We all love a BBQ. Nothing will beat the smokey caramelised flavour and golden crust that only those amber coals give to a burger. But while you might be becoming a lot more environmentally conscious in your kitchen, are you keeping it eco when it comes to the BBQ? From buying sustainable charcoal to celebrating offcuts and avoiding food waste, here are some easy ways to have a sustainable and ethical barbecue this summer:
1) Fuel to the fire
The most basic – and important – element of any barbecue is the fuel you use to start it. Most likely, you’ll be using charcoal (unless you have a gas barbecue) so think about where it comes from. A lot of the charcoal you buy on the high street is made from unsustainable wood. This means it’s probably imported and has chemicals added to it so that it burns better. Reduce your carbon footprint, help preserve endangered rainforests and avoid tainting your food by opting for UK-grown sustainable charcoal. Check out Tregothnan’s pure English charcoal from Kent – no chemicals, sustainably harvested and home-grown. Or look out for the ‘Grown in Britain’ symbol.

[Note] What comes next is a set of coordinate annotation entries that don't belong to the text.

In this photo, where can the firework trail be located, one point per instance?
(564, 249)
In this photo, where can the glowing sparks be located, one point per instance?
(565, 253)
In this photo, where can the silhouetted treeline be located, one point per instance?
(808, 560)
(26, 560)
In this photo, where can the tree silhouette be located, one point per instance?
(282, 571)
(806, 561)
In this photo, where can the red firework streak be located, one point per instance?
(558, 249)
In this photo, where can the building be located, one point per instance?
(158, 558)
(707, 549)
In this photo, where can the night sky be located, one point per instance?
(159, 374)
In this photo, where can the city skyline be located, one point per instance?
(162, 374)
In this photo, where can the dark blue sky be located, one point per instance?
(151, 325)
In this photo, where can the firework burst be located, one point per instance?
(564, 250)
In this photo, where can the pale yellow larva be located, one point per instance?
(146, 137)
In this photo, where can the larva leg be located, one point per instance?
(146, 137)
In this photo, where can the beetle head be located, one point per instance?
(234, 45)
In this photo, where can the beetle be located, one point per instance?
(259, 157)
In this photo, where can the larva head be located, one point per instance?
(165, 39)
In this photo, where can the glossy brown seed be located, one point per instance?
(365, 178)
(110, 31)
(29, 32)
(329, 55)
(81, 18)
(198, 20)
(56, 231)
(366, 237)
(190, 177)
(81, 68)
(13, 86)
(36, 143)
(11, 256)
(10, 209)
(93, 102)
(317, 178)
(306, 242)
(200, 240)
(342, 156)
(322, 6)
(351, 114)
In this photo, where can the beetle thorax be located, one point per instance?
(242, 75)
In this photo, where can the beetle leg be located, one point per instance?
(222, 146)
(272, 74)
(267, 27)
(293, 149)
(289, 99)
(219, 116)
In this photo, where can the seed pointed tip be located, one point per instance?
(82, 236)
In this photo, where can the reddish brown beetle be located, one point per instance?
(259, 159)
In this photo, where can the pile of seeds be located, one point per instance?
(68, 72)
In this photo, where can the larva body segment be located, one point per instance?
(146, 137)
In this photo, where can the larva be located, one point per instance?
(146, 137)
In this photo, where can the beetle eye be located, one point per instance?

2) Trade up to quality meat
Forget battery-farmed chickens and value-packs of sausages. If you want a greener barbecue, it’s all about well-reared, higher-welfare meat. It’s not only far more ethical, it’s far superior in taste too. And if you have a good balance of quality meat and veggies (see below), it doesn’t need to cost the earth. Story Organic’s beef burgers come from their herd of slow-maturing, native-breed North and South Devon cows. They graze on pasture for as long as possible from early spring to late autumn, they’re free to roam and are fed a totally natural, 100% grass-based diet (read more here on why that’s a good thing for both animal welfare and the planet, too).
Kid goat meat is also emerging as a new and sustainable meat source. Just Kidding is a Wiltshire-based producer rearing male kid goats taken from the dairy industry. Commonly seen as a by-product, male kids are often killed at birth as they can’t produce milk. Just Kidding are rearing free-range, grass-fed kid goats as a sustainable meat alternative that would otherwise be wasted. Check out this guide to different kid goat cuts for your next BBQ.
3) Celebrate veggies
Barbecues don’t have to be all about the meat. Balancing quality, high-welfare meat with some delicious plant-based options is the best way to have an ethical barbecue. Embracing seasonal vegetables and cooking them well is a BBQ game-changer. Cook them on top of the grill in a roasting tray so that you can monitor the temperature and still get that smokey flavour.
Alternatively, throw them on the barbecue as it’s cooling down or over indirect heat. Think whole charred spring onions and corn on the cob, grilled avocado finished with a squeeze of lime juice, charred peppers and courgettes. Halve lemons and place them directly on the grill, then use tongs to squeeze the juice over your cooked meat and veggies at the end. Or try Greek Cypriot food writer and cook, Georgina Hayden’s ultimate grilled halloumi recipe with apricot jam.
4) Use fuel efficiently
Make use of a cooling barbecue to grill a fruity dessert. Grilled peaches or pineapple work wonders as a BBQ pud, especially with yoghurt or ice cream. Chuck whole vegetables, like potatoes, sweet potatoes and onions (especially onions!) directly into the hot coals. Wrap them first in recycled tin foil. By the time you’re done with cooking everything else, they’ll be deliciously tender.
5) Forget plastic
Did you know an estimated 8 million tonnes of plastic finds its way into the oceans every year? Avoid contributing to the problem and swap out plastic for palm leave plates and bamboo cutlery. Instead of loading up single-use plastic carrier bags, invest in a lightweight, durable picnic hamper that’ll keep your food safe and be your best friend for years to come.
6) What about leftovers?
Had one too many BBQ sausages but you’ve got a surplus? Make these meatballs by squeezing the pork meat from the skins, then follow the steps in the recipe. Leftover bread rolls? Dry them out in a low oven, then blitz into breadcrumbs and store in an airtight jar – delicious toasted and sprinkled over pasta bakes or for binding meatballs. Shred cooked meat into salads, sarnies or stews, and turn leftover baked potatoes into these fishcakes.